You don't have to always follow your heroes through the gates of Hell. If Indiana Jones asks you to step into the Temple of Doom with him, you say "no thank you, Mister Jones. Call me when you're looking for the cup of a carpenter, I want something a bit less imperialist.” This is a laboured metaphor already, but it turns out that Danse Macabre, Stephen King's first non-fiction effort,is full of them. And "heh heh” asides. And blatant errors — Peter Pan and the "Wild Boys”, "Anarchy for the U.K.” — that have not been corrected in thirty years of reprints.

It's not a case of don't meet your heroes, but rather a case of "the past is a different country, you weren't born yet, and nothing in this book means anything to you”. Danse Macabre does not hold up to a modern reader, dealing as it does with works that have largely been obscured by time, none of which have endured like the output of its author. Scrappy, and written with a giant chip on its shoulder, Danse Macabre is a curio.

Constant Reader Chronicle: Pet Sematary

This entry does not contain spoilers for the content of Pet Sematary, but it does address the overall tone of the piece, which, to some people, amounts to the same thing.

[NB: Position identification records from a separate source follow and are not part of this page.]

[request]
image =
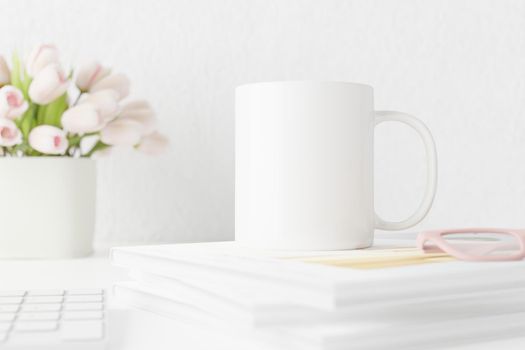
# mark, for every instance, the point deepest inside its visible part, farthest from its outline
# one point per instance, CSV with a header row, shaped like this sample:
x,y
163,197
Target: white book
x,y
237,308
406,326
326,280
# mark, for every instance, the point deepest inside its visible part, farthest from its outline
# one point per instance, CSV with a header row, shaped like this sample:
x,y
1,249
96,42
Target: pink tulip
x,y
12,103
118,82
105,102
5,74
90,74
153,144
81,119
10,135
121,132
48,139
49,84
41,57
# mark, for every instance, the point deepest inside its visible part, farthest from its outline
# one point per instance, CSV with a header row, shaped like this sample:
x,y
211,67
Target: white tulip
x,y
105,101
49,84
12,103
153,144
48,139
121,132
41,57
145,117
89,74
136,104
5,74
81,119
103,153
10,135
118,82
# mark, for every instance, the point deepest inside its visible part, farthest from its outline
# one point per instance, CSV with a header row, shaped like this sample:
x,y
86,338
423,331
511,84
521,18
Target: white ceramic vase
x,y
47,207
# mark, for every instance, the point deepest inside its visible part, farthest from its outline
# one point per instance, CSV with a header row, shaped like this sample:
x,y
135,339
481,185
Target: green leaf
x,y
15,72
98,146
19,77
28,122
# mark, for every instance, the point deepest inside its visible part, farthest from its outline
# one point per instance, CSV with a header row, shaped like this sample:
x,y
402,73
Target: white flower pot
x,y
47,207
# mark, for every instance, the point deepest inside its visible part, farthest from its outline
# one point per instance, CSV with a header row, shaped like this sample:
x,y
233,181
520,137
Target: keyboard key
x,y
44,292
7,317
12,293
43,300
40,307
84,299
85,292
9,308
38,316
44,326
10,300
83,306
89,330
82,315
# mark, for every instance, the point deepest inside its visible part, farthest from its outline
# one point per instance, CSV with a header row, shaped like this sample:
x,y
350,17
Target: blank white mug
x,y
304,165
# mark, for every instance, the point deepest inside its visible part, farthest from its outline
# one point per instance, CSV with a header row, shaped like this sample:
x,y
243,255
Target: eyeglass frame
x,y
436,237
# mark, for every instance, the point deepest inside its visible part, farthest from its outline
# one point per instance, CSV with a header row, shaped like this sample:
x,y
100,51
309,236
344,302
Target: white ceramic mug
x,y
304,165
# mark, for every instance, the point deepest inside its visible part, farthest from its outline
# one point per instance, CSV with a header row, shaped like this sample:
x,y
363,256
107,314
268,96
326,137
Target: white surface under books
x,y
411,325
233,269
138,330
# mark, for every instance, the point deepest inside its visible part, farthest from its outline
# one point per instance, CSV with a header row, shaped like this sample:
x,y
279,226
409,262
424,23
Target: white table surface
x,y
134,329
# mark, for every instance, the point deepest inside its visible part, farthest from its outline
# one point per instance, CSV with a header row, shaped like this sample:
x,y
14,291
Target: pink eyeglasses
x,y
475,244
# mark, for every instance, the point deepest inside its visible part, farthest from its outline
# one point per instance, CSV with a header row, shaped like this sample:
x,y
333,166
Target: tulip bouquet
x,y
42,112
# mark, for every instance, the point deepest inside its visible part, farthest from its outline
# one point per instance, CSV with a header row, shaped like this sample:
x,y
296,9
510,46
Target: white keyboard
x,y
72,319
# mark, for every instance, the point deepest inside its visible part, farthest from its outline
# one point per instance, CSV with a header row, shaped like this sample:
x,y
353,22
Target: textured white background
x,y
458,65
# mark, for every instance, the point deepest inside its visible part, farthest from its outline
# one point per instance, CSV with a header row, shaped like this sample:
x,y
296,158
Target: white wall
x,y
458,65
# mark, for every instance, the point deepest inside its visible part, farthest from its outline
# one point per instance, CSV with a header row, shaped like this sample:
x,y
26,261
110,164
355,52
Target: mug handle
x,y
430,150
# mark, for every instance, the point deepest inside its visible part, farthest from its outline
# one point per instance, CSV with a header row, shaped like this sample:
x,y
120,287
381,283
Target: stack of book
x,y
369,299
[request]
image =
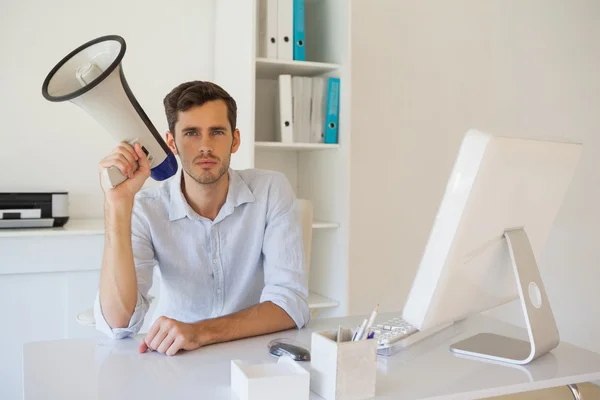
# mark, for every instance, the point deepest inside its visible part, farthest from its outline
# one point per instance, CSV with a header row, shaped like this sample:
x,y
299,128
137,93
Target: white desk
x,y
107,369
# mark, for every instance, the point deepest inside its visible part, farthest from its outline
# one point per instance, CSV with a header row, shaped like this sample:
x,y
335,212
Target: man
x,y
228,244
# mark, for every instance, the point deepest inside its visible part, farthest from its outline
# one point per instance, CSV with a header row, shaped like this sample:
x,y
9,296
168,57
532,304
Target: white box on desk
x,y
342,371
266,381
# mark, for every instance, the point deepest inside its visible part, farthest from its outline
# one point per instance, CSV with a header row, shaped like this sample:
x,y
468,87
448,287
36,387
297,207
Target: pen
x,y
361,330
370,323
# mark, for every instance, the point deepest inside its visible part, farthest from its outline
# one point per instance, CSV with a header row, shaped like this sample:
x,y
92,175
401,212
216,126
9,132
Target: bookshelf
x,y
271,69
318,172
278,146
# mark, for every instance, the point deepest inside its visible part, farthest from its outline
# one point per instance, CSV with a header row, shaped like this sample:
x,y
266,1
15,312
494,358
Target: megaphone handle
x,y
113,176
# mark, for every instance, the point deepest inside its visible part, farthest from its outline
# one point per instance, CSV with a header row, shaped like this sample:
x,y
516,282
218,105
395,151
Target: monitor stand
x,y
541,326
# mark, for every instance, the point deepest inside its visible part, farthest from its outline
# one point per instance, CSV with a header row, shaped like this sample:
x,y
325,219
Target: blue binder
x,y
332,111
299,44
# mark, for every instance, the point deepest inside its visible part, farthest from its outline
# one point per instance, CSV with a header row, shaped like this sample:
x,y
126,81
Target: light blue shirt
x,y
252,252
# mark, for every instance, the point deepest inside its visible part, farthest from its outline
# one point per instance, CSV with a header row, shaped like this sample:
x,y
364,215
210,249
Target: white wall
x,y
436,68
56,146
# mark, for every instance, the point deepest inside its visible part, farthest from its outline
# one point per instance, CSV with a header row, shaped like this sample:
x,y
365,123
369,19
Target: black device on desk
x,y
33,209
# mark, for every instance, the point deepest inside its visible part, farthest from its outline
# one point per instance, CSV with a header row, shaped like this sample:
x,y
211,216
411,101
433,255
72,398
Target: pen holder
x,y
344,370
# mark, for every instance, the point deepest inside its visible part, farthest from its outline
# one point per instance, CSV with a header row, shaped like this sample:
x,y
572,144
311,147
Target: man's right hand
x,y
125,158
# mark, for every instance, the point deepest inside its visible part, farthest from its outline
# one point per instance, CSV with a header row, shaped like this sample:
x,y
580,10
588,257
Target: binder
x,y
331,116
285,29
285,124
317,110
299,43
298,108
267,29
307,86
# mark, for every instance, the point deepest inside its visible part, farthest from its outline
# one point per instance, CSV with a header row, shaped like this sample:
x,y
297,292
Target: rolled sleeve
x,y
286,278
144,261
135,323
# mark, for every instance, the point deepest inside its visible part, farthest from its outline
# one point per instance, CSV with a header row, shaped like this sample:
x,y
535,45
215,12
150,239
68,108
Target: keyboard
x,y
396,334
391,331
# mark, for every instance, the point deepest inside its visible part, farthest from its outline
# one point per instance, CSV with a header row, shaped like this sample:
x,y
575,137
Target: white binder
x,y
267,28
285,29
307,83
285,124
298,108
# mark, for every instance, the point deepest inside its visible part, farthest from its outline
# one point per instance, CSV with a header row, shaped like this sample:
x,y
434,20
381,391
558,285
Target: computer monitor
x,y
498,209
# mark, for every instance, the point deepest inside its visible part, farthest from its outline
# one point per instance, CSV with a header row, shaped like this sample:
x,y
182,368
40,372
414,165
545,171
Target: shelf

You have been warned about this 36 year old terror.

Stephen King has that weird sort of luck: terrible things happen to him but they're not as bad as they could have been, or terrible things almost happen to him and they turn into one of his bestsellers, even though he doesn't like the finished product. Though King's personal life is now largely defined by his car accident, back in 1979 young Owen King almost got killed by a truck while the King family lived between a busy road and a Pet Sematary. It did a number on King's psyche, and thus Pet Sematary was born — a book that is too dark and too real for him to enjoy, published largely out of a contractual obligation. Where your standard King novel up to this point (and, admittedly, a few were skipped by this reader to get to Pet Sematary in time for the movie adaptation) offers some degree of hope, regardless of how many terrible events occur between their pages, Pet Sematary is largely a black hole. Abandon all hope ye who inter here.

Constant Reader Chronicle: Firestarter

The Vietnam War, Watergate, the existence of Richard M. Nixon, the Cold War and basically anything overtly political in the wake of World War II bred a healthy distrust of the US Government. Whenever something even vaguely good or hopeful eventuated, like a fresh faced Kennedy with an impenetrably thick accent, it got shot down. It is through all of this that Stephen King brought us Firestarter at the turn of the eighties, just before Ronald Reagan came along to Make America Great Again for the first time, a legacy being paid for … with interest … in the modern era.

Firestarter is the sort of novel that, were it not presented in the traditional King "bestseller with depth” format, is both written and read under the safety of a tinfoil hat. In the world of Firestarter, and our own Keystone Earth, governments are capable of great evil. But in King's world, evil produces tangible results.

Constant Reader Chronicle: The Dead Zone

Stephen King's fifth novel was published eleven months after The Stand, which towered even in its original abridged form. The Dead Zone is a mere half the length, but it takes longer to get somewhere. Some King novels you're under the spell of at the time, and others you receive in retrospect. The Dead Zone is a novel that exists on the periphery — in its own Dead Zone — and defies expectations. It runs with some themes that are already recurring in King's work, and introduces the embryos of ideas that will bear such fruit as one could scarcely imagine.